Un risque passé sous silence

Le transport de pétrole par convoi ferroviaire a connu une augmentation fulgurante au cours des dernières années.
Photo: Jacques Nadeau Le Devoir Le transport de pétrole par convoi ferroviaire a connu une augmentation fulgurante au cours des dernières années.

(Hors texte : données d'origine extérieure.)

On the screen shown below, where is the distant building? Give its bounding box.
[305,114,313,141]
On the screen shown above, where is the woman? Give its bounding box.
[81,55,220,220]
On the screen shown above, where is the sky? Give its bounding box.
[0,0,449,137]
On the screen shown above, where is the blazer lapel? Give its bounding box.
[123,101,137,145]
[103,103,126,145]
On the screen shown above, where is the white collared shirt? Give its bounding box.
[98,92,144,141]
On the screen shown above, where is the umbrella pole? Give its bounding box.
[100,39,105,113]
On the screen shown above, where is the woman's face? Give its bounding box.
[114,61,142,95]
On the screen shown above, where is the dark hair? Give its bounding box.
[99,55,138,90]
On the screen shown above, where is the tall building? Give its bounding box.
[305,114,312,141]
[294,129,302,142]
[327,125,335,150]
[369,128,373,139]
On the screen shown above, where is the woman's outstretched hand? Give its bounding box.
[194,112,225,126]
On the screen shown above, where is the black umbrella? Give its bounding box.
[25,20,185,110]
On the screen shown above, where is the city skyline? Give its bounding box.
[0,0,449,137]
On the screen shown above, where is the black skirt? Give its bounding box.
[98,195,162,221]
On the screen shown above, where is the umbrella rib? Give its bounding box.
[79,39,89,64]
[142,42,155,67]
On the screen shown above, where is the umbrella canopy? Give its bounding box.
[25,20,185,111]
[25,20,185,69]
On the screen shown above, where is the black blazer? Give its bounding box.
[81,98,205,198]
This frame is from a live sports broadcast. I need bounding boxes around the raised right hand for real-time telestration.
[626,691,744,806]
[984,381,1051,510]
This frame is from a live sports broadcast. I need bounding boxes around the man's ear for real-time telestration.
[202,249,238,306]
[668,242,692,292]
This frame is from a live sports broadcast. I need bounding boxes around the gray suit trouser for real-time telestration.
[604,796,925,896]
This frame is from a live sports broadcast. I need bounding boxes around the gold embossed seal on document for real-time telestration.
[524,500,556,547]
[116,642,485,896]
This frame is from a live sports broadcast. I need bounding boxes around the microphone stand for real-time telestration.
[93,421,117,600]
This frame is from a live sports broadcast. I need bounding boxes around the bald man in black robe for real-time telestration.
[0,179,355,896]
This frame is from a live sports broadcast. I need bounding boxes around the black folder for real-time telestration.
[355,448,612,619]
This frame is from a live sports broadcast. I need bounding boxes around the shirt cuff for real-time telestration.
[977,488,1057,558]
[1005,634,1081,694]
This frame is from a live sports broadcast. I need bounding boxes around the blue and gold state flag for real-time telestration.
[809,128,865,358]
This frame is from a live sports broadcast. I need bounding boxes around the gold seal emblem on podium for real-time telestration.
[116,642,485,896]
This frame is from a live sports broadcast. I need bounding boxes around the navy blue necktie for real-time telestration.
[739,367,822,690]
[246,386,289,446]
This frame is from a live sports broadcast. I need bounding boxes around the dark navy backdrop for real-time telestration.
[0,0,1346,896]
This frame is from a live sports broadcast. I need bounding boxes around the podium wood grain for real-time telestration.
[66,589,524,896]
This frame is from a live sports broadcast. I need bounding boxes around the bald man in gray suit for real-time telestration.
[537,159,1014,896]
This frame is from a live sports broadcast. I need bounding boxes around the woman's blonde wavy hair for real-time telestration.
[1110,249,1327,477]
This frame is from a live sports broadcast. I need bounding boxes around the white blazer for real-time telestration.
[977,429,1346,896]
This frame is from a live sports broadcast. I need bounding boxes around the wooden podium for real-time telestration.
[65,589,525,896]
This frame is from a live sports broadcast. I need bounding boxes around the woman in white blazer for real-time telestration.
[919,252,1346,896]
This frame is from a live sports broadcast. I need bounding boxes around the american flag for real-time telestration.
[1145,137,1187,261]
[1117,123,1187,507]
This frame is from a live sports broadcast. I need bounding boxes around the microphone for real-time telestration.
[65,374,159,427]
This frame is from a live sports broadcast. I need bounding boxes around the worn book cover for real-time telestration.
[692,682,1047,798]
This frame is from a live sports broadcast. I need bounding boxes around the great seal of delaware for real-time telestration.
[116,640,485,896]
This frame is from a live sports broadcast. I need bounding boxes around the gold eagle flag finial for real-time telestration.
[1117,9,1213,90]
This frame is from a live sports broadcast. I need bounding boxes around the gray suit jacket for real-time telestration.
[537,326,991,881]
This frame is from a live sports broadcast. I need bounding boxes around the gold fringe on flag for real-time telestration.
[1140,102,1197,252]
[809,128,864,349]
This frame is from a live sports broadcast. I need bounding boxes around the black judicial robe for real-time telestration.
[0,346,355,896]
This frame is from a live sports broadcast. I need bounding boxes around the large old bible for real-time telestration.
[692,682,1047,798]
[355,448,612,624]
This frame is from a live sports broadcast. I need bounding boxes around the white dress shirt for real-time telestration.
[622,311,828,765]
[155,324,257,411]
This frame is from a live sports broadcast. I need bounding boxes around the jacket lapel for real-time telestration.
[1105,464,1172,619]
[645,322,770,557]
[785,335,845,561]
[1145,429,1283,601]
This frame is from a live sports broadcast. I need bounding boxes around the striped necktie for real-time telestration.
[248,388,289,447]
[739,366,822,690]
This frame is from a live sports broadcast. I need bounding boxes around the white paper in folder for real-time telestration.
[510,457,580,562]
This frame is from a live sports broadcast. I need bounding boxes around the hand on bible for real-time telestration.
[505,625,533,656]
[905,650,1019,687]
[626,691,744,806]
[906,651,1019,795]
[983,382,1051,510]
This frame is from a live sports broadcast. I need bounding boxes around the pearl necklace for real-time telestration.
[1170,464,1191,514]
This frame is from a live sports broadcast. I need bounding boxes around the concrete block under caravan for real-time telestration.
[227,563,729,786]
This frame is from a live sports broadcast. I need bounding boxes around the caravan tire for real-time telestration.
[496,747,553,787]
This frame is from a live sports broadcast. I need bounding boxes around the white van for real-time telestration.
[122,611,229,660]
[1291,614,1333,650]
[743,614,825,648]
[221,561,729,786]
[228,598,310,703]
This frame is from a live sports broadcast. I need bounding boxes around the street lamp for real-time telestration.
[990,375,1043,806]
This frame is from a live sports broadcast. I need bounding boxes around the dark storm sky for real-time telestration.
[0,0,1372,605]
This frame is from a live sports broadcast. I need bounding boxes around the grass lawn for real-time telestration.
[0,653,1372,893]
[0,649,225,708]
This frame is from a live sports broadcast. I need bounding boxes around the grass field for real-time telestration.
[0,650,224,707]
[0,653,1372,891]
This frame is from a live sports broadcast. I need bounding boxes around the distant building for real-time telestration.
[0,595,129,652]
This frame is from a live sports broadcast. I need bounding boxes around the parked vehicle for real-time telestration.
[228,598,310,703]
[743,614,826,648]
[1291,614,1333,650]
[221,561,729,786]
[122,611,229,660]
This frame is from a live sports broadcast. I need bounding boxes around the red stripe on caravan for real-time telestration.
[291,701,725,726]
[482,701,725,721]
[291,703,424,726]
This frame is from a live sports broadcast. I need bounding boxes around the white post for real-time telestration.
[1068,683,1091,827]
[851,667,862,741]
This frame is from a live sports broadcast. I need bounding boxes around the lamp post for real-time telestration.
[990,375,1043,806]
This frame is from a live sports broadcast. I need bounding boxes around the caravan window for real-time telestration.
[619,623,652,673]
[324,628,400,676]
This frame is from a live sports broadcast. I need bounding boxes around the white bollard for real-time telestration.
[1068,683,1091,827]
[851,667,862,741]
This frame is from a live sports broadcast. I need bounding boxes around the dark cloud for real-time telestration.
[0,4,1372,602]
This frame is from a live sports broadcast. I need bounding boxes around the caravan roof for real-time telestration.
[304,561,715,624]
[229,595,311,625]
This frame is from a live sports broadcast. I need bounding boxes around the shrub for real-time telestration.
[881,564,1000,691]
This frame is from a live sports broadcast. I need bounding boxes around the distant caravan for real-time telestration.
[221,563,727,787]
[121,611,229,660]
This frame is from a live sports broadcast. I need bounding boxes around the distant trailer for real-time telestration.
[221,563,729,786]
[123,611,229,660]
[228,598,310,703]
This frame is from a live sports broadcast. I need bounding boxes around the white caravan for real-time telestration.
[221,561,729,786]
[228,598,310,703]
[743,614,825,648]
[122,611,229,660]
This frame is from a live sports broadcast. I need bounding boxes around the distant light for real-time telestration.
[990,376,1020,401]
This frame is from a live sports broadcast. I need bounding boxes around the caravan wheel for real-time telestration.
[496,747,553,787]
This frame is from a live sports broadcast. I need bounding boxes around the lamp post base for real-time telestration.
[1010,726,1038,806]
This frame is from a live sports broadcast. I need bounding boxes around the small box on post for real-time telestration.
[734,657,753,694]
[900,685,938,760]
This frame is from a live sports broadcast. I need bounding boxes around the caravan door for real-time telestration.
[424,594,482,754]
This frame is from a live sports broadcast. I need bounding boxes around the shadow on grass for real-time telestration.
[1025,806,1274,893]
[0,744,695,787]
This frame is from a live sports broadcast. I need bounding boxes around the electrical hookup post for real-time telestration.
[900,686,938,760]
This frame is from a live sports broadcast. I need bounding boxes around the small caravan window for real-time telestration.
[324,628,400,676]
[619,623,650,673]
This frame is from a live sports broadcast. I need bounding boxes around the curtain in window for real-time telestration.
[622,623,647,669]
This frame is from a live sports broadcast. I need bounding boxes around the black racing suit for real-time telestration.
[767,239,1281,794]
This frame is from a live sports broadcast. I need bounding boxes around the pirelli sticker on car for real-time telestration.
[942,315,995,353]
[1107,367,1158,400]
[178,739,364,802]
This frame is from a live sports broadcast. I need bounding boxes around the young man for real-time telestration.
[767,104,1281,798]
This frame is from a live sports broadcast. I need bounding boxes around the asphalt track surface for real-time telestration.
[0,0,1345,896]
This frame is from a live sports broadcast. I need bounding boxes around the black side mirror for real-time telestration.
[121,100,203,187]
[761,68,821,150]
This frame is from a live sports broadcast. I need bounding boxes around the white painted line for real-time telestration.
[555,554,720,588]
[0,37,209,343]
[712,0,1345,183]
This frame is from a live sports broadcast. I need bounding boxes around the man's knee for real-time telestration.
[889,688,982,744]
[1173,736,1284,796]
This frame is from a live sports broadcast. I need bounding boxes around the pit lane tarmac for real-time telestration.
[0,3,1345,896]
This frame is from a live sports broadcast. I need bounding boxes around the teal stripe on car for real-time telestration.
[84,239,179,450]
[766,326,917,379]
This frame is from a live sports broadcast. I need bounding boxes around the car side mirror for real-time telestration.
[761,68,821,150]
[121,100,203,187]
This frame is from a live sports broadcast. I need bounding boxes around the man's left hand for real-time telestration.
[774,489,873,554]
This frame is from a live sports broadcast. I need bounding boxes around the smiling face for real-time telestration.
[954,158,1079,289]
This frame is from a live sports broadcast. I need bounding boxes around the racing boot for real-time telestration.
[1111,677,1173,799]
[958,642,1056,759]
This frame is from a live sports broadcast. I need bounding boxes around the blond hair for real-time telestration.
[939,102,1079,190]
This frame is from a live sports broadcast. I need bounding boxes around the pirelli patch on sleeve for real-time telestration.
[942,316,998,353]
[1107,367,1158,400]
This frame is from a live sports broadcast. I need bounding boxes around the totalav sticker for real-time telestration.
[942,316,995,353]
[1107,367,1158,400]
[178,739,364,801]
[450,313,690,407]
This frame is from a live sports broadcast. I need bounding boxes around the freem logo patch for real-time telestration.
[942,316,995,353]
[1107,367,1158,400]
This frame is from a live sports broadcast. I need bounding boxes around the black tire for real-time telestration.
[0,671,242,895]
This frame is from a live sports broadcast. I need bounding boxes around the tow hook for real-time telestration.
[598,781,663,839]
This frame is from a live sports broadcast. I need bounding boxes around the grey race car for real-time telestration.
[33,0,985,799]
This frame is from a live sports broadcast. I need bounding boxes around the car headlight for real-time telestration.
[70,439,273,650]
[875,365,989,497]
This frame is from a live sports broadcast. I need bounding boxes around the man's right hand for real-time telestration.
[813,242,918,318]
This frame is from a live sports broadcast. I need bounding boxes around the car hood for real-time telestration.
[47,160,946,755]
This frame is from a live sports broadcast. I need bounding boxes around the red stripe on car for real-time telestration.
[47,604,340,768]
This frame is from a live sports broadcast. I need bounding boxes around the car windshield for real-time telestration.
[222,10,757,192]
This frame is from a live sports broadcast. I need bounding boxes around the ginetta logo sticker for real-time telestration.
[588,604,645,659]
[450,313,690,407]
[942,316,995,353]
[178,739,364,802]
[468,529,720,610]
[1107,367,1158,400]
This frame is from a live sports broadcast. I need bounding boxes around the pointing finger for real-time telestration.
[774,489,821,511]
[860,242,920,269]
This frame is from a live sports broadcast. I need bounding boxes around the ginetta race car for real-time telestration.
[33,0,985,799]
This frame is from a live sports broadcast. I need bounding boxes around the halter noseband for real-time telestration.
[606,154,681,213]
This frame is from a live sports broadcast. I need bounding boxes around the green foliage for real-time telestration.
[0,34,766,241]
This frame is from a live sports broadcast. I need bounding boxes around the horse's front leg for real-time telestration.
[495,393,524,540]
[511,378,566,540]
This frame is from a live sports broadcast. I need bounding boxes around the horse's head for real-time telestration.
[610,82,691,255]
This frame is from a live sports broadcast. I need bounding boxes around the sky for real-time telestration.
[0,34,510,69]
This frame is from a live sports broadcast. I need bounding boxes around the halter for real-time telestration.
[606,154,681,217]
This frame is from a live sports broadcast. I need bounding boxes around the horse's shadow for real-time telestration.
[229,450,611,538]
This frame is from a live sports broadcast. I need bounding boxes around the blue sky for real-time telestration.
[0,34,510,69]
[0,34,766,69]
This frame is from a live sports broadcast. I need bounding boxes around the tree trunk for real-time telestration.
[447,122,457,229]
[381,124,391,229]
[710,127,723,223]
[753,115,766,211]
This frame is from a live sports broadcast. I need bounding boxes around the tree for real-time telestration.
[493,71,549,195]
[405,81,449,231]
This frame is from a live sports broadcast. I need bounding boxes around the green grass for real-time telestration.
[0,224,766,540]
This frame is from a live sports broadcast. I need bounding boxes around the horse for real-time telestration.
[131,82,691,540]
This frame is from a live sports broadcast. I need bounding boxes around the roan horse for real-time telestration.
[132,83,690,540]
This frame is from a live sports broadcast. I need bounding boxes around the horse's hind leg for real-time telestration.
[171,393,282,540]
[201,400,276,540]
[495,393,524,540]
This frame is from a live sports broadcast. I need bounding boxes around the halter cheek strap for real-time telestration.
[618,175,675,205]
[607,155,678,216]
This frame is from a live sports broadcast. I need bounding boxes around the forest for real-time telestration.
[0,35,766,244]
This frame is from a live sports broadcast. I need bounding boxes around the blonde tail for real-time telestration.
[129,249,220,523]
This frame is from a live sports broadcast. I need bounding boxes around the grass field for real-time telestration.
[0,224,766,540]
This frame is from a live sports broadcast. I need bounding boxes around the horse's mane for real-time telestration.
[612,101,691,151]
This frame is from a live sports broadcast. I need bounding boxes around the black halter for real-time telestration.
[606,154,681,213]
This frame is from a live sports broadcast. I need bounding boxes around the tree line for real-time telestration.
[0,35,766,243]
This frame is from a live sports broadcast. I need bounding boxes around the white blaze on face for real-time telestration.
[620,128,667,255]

Un an après la catastrophe innommable de Lac-Mégantic, moins de la moitié des sociétés énergétiques faisant partie du TSX 60 de la Bourse de Toronto citent le recours au transport ferroviaire comme un risque potentiel.

 

Dans une analyse des documents annuels dont Le Devoir a obtenu copie, la Shareholder Association for Research and Education (SHARE) s’étonne de voir que cet aspect n’est pas systématiquement mentionné dans la mesure où un accident peut entraîner des conséquences énormes pour une ville et pour l’entreprise.

 

Selon le rapport, 6 des 13 entreprises énergétiques qui ont été évaluées soulignent le transport ferroviaire comme une source de risque. Alors que Cenovus et ARC Resources en font mention, SHARE signale que Suncor, Enbridge, la Pétrolière Impériale et Encana ne le font pas.

 

Une tragédie terrible

 

« L’accident de Lac-Mégantic est une tragédie terrible pour la ville et un exemple marquant qui démontre que la gestion efficace des pratiques de santé et de sécurité doit être une priorité pour tout gestionnaire d’entreprise », a écrit SHARE.

 

« Un an après la tragédie, nous nous attendions à une reconnaissance universelle, chez les entreprises qui expédient des produits volatils par chemin de fer, qu’il y a des risques à gérer tant pour la santé de ces villes que pour la société elle-même », ajoute le groupe.

 

Axée sur l’investissement responsable, SHARE est une entreprise de services-conseils dont le conseil d’administration est composé de membres issus de régimes de retraite du secteur public, de fondations et de centrales syndicales. Il compte notamment un vice-président du Fonds FTQ.

 

Évaluer la performance

 

En élargissant l’échantillon à 15 sociétés — avec le Canadien National et le Canadien Pacifique —, le groupe de recherche se réjouit que 12 d’entre elles prennent en considération un indicateur de sécurité pour évaluer la performance annuelle du chef de la direction.

 

Cependant, seulement six d’entre elles mentionnent le ou les indicateurs en question. Aucune d’entre elles ne décrit les objectifs de sécurité que ces patrons doivent atteindre pour obtenir une prime.

 

« Certaines entreprises, comme le Canadian National, ont établi des objectifs de sécurité pour leurs activités d’ensemble — ce qui est bien —, mais ceux-ci ne sont pas explicitement liés à des évaluations de performance des patrons », ajoute SHARE.

 

Plus loin dans son rapport, le groupe estime que « l’inclusion d’indicateurs de sécurité dans l’évaluation de la performance des cadres est une façon d’inciter une meilleure gestion des enjeux de sécurité ».

 

Mode de transport populaire

 

Le transport de pétrole par convoi ferroviaire est en croissance spectaculaire depuis quelques années.

 

Selon les récentes données de l’Office national de l’énergie, les exportations canadiennes par train ont atteint 14,4 millions de barils au premier trimestre de 2014 (janvier-mars). C’est dix fois plus qu’à la période correspondante de 2012, lorsque les producteurs canadiens avaient exporté 1,4 million de barils.

 

L’accident de Lac-Mégantic a braqué l’attention sur les wagons-citernes DOT-111. Ottawa a annoncé en avril qu’ils ne pourront plus transporter de produits dangereux en 2017, à moins d’être renforcés ou munis de boucliers à l’avant.

 

Au mois de juin, la présidente du Bureau de la sécurité des transports a exhorté le gouvernement américain à adopter la même position pour les vieux wagons-citernes.

 

« Les marchandises dangereuses occupent une place importante dans notre mode de vie et constituent un marché significatif pour nous », a récemment affirmé le président du CN, Claude Mongeau, dans un discours devant la Chambre de commerce d’Edmonton. « Pour cette raison, nous savons que nous avons l’obligation évidente de transporter ces produits de manière sécuritaire. C’est fondamental à l’économie et au cadre social permettant au CN d’exercer ses activités. »

 

Le CN a notamment l’intention d’éliminer son parc de wagons DOT-111 transportant à ses terminaux le diesel utilisé dans ses locomotives.